Where have all the good plans gone?

Editorial

In three days PNG celebrates 48 years of Independence.
In two years it will be 50.
A further five years will see it arrive at 2030, the year when the national is to become the “richest, Christian Black nation” on the earth as plotted by Prime Minister James Marape.
Marape anticipates growing the economy to K200 billion GDP mark, doubling today’s K10 billion.
His International Trade and Investment Minister Richard Maru mentioned that date once in 2016 when he launched the Small-to-medium enterprises (SMEs) sector policy and Master Plan, predicting boldly that by 30,000 or so SMEs would have grown to 500,000.
Two decades from 2030, PNG will arrive at 2050 now at the ripe age of 75.
In 2050, PNG is supposed to arrive at developed nation status where its populace is healthy, wealthy and living in an harmonious relationship with one another. That is the rich scenario painted in the Vision 2050, released in 2008 under the Somare government by then deputy prime minister Sir Puka Temu, who is yet in Parliament as Abau MP.
Somare gave us the five point National Goals and Directive Principles in the preamble to the Constitution and the Eight-point Development Plan at Self Government and Independence.
So different Prime Ministers across four decades have each given PNG these goals to look forward to and work towards.
Each annual budget, national public expenditure plan, the medium term development plan, the public investment plans, the five year corporate plans, the strategic programmes and national visions and missions have been colourful and artful, each striving to outdo the other in depth and breadth.
Soon departments and district development authorities were producing five year corporate plans, each aligned to the national plans.
None of these plans are off the mark, all within the realm of the possible, and all of them startlingly rich in content but history shows no discernible achievement of many of these plans and strategies.
Perhaps we should employ a time-worn metaphor here to better understand the underlying cause of this dilemma: ‘A rolling stone gathers no moss.’
PNG’s plans have been on the roll in an ever shifting political landscape where no government has held power for a full term in ten Parliaments except twice – 2002- 2007-2011 (Somare) and 2012-2017-2019 (O’Neill).
In such an ever shifting political environment, no plan, however good it might be, can find ready acceptance or gain traction.
A policy will need to be developed into a set of programs across several divisions of a department and often be crosscutting several departments and agencies.
It will need revising of existing programs and reshuffling of teams.

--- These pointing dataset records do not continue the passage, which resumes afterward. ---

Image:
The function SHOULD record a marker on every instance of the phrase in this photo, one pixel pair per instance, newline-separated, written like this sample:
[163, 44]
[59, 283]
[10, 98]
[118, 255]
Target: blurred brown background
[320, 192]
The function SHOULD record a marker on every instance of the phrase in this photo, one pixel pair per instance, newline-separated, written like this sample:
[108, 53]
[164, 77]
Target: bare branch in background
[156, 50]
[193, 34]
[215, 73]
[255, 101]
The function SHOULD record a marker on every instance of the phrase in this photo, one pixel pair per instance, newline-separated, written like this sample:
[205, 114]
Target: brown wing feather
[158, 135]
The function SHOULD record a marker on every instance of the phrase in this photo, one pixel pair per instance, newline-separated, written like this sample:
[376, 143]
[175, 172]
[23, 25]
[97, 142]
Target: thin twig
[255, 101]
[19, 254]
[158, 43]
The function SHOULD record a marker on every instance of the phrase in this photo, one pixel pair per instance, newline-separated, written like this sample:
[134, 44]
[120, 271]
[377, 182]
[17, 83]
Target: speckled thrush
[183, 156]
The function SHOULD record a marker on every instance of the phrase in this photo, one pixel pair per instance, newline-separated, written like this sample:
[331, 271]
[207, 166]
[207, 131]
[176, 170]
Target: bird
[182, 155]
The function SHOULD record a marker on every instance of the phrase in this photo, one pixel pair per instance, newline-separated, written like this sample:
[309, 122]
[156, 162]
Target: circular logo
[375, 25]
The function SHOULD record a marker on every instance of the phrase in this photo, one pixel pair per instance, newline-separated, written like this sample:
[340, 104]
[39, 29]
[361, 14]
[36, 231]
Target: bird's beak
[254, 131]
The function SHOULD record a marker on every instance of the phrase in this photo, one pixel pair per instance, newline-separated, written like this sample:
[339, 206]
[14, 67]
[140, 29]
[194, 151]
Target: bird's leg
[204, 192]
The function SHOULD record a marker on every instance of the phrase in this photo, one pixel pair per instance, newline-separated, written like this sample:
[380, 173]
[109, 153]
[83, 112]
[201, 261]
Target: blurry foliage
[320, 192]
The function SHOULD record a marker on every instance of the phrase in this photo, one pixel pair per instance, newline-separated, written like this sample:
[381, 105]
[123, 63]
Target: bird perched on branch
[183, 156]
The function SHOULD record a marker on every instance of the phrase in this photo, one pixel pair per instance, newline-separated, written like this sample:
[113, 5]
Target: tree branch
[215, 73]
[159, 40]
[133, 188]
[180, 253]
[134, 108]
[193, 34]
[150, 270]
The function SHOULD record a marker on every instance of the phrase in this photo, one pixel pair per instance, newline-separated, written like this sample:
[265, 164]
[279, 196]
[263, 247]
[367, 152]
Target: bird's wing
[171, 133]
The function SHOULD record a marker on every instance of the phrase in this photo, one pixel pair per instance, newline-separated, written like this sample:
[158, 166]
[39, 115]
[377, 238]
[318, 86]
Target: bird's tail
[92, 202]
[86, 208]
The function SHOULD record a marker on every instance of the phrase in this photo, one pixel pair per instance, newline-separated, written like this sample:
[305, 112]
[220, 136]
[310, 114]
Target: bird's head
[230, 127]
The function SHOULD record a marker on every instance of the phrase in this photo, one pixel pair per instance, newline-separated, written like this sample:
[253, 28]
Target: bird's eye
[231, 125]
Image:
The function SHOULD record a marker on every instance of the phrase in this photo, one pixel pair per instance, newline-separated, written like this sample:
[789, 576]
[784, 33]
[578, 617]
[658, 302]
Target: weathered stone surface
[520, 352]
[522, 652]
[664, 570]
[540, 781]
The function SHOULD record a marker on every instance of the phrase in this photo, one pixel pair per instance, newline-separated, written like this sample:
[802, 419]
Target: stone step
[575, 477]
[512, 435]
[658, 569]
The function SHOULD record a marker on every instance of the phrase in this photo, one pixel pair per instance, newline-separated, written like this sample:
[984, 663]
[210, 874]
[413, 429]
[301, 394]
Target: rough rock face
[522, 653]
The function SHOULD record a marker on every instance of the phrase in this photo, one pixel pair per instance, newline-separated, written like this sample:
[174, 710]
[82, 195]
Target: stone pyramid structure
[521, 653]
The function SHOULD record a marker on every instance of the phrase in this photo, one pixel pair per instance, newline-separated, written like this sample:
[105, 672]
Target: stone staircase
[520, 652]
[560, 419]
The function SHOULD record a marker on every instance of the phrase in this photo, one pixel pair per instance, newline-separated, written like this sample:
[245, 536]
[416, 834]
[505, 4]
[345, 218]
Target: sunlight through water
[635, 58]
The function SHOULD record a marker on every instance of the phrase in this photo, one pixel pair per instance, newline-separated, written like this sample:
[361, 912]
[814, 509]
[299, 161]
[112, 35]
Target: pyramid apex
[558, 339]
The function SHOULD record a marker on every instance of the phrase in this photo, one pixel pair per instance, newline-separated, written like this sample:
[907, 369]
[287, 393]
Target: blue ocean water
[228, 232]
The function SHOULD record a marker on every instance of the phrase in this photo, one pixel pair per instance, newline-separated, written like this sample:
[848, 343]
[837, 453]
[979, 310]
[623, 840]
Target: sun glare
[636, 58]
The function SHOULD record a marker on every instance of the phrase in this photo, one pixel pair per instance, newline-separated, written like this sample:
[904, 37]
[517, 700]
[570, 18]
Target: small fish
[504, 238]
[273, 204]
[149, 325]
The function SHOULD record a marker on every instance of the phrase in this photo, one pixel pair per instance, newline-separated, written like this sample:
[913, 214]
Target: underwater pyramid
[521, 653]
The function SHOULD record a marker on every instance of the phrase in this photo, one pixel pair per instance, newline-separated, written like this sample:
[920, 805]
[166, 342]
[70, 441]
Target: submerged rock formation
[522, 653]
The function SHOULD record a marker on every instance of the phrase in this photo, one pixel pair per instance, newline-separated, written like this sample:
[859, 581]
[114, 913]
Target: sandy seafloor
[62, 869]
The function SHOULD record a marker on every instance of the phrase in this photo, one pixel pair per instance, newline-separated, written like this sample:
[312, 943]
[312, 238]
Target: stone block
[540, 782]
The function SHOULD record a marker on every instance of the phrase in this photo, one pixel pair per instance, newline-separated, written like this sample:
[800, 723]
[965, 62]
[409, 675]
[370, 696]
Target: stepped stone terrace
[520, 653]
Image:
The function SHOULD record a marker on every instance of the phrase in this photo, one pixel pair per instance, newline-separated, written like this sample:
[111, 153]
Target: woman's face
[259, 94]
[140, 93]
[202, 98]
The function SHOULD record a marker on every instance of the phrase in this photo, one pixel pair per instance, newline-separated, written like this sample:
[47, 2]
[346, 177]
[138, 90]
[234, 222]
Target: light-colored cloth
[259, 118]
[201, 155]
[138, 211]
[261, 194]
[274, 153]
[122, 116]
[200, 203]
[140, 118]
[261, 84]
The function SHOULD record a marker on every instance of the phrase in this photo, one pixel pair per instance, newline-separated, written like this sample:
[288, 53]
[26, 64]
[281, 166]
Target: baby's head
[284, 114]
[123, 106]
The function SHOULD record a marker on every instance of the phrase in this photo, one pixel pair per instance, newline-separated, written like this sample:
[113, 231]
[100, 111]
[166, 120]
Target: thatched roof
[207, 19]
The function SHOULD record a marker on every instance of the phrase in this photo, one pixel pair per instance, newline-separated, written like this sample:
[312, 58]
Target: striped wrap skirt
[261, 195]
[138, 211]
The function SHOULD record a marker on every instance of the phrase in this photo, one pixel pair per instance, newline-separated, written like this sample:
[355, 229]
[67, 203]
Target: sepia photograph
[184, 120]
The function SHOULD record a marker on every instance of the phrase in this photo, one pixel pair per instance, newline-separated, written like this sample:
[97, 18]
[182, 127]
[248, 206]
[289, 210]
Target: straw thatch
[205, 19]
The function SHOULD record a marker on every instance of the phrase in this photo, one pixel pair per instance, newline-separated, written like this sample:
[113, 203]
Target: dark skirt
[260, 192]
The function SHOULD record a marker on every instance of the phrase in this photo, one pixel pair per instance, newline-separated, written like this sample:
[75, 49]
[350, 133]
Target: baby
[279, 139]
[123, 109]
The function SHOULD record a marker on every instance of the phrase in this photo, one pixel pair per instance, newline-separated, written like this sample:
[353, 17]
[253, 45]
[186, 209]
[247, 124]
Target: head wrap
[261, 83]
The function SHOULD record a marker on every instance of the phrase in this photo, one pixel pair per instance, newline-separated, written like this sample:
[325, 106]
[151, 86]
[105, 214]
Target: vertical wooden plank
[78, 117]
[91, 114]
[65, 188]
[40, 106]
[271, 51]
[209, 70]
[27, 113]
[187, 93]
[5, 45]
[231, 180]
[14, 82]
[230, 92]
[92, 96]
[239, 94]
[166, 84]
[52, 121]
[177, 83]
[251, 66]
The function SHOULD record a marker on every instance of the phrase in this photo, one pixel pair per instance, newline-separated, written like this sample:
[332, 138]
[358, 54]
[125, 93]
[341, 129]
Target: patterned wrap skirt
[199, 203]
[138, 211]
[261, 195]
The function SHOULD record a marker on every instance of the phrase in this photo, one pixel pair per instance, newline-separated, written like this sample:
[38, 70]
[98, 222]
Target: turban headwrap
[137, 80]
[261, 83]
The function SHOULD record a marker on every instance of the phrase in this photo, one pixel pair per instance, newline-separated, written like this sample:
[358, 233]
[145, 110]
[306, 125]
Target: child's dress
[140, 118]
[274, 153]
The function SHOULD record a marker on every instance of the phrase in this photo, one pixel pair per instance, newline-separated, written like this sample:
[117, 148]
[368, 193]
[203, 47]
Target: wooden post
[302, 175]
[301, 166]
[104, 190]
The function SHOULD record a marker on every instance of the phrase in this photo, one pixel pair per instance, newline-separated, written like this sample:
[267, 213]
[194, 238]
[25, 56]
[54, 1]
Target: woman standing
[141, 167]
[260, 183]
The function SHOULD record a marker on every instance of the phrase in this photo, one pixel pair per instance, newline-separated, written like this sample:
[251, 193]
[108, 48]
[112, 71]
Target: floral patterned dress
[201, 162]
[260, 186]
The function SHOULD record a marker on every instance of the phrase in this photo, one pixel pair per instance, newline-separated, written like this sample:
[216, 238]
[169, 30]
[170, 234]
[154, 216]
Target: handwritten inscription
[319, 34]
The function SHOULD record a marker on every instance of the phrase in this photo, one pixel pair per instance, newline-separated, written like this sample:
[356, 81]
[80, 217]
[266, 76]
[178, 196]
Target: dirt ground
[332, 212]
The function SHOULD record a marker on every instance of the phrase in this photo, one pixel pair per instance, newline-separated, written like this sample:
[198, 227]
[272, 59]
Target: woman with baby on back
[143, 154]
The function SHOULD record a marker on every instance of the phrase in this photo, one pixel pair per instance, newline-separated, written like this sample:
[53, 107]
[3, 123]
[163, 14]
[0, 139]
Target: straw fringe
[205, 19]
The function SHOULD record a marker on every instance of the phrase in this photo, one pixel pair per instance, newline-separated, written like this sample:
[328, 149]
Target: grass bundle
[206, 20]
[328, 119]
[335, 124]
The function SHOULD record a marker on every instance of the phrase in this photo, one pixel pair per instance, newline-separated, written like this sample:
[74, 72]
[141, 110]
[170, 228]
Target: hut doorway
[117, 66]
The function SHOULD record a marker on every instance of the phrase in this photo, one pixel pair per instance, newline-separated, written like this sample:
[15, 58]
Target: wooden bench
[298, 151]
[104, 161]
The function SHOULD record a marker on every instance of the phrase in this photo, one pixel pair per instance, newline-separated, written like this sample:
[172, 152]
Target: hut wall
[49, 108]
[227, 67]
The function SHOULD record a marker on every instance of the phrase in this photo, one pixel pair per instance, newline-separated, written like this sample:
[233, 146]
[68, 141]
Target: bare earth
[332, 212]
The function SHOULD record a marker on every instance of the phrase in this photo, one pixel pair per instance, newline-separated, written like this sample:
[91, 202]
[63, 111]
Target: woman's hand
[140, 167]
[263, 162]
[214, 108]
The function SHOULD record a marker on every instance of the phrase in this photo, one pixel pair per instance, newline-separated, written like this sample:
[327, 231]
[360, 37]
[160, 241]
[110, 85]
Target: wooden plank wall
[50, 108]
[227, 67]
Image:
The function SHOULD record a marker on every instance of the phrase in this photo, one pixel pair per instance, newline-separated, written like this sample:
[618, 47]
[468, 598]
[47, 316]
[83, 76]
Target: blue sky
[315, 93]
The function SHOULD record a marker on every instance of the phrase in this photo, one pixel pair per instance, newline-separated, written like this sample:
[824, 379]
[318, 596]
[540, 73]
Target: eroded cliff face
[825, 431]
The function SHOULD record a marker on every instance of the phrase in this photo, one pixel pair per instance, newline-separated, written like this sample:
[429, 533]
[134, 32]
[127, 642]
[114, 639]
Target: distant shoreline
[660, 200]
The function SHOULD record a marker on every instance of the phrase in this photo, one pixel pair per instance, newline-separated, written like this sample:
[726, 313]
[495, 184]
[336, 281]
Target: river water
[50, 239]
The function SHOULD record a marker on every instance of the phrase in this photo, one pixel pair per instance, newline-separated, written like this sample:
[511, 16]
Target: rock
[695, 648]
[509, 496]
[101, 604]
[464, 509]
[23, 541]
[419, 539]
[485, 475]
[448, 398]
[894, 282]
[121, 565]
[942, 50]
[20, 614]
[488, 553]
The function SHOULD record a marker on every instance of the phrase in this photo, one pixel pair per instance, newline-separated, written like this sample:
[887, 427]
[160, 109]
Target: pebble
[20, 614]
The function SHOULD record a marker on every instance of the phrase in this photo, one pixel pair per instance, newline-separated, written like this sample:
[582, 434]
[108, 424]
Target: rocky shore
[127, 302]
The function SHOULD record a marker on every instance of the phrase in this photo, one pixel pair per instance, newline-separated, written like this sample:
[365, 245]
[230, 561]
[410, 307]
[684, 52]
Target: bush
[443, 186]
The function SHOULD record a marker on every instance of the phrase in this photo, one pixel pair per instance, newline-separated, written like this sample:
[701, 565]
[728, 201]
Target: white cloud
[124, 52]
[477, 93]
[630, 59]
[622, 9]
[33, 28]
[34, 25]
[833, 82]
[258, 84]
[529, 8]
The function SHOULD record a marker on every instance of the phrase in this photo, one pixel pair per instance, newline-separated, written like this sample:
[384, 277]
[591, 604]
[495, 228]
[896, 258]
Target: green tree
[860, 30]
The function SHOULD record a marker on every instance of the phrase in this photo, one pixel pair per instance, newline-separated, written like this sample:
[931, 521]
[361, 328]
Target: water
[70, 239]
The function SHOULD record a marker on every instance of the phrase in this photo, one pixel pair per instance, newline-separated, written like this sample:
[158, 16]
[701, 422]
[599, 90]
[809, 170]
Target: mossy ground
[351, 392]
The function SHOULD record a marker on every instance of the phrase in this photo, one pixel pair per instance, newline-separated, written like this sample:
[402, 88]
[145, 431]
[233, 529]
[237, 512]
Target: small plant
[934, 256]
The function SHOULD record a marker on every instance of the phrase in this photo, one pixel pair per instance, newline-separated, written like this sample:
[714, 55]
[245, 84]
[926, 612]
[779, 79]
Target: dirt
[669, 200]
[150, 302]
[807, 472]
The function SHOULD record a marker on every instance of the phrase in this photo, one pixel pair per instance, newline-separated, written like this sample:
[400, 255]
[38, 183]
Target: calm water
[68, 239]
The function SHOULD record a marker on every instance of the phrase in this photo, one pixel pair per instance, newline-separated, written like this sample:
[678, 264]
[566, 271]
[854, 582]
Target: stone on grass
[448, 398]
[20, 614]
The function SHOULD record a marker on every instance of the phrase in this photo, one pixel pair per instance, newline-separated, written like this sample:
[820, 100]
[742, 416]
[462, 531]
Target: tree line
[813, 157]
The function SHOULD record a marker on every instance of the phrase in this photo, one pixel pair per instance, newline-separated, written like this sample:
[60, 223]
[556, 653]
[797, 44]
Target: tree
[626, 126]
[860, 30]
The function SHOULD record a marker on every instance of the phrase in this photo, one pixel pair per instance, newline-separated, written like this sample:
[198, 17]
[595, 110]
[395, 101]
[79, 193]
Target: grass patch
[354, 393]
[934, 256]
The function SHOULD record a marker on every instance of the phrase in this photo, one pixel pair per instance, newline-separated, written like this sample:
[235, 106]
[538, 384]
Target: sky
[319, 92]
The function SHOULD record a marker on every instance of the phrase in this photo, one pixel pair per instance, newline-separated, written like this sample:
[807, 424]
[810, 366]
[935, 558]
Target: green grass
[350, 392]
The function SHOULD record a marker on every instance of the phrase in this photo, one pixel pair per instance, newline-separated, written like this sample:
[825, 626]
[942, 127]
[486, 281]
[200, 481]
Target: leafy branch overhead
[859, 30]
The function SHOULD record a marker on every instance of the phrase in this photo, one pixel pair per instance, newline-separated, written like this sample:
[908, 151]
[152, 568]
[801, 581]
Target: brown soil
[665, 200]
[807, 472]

Mobilisation of manpower and resources, acquisition of land which is itself a time and money eating exercise, will take many months.
A policy or programme might be broached in one year but the funding for it is factored in the next year’s budget.
Therefore, a full 12 months is needed for any program to be fully set up and running and another 12 to see start up. A full four to five years is required for a programme to come to fruition. That is the underlying philosophy behind choosing five years as the full term of a Parliament. It is the minimum time required to allow one government to plan, develop and deliver on its policies and programmes.
Since most governments in PNG have changed below 30 months, there just wasn’t time to see any policy or program come to full flower and produce results. All efforts, including financial commitments, have been a waste and the desolation we have inherited is the inevitable and disheartening outcome of policies and programs that were aborted or still born.
Where a government has survived a full term the results have been startlingly different and positive.
Where PNG has failed is implementation, translating the plans into practical reality.
And after four decades of, it we have to ask ourselves: Can we do it at all?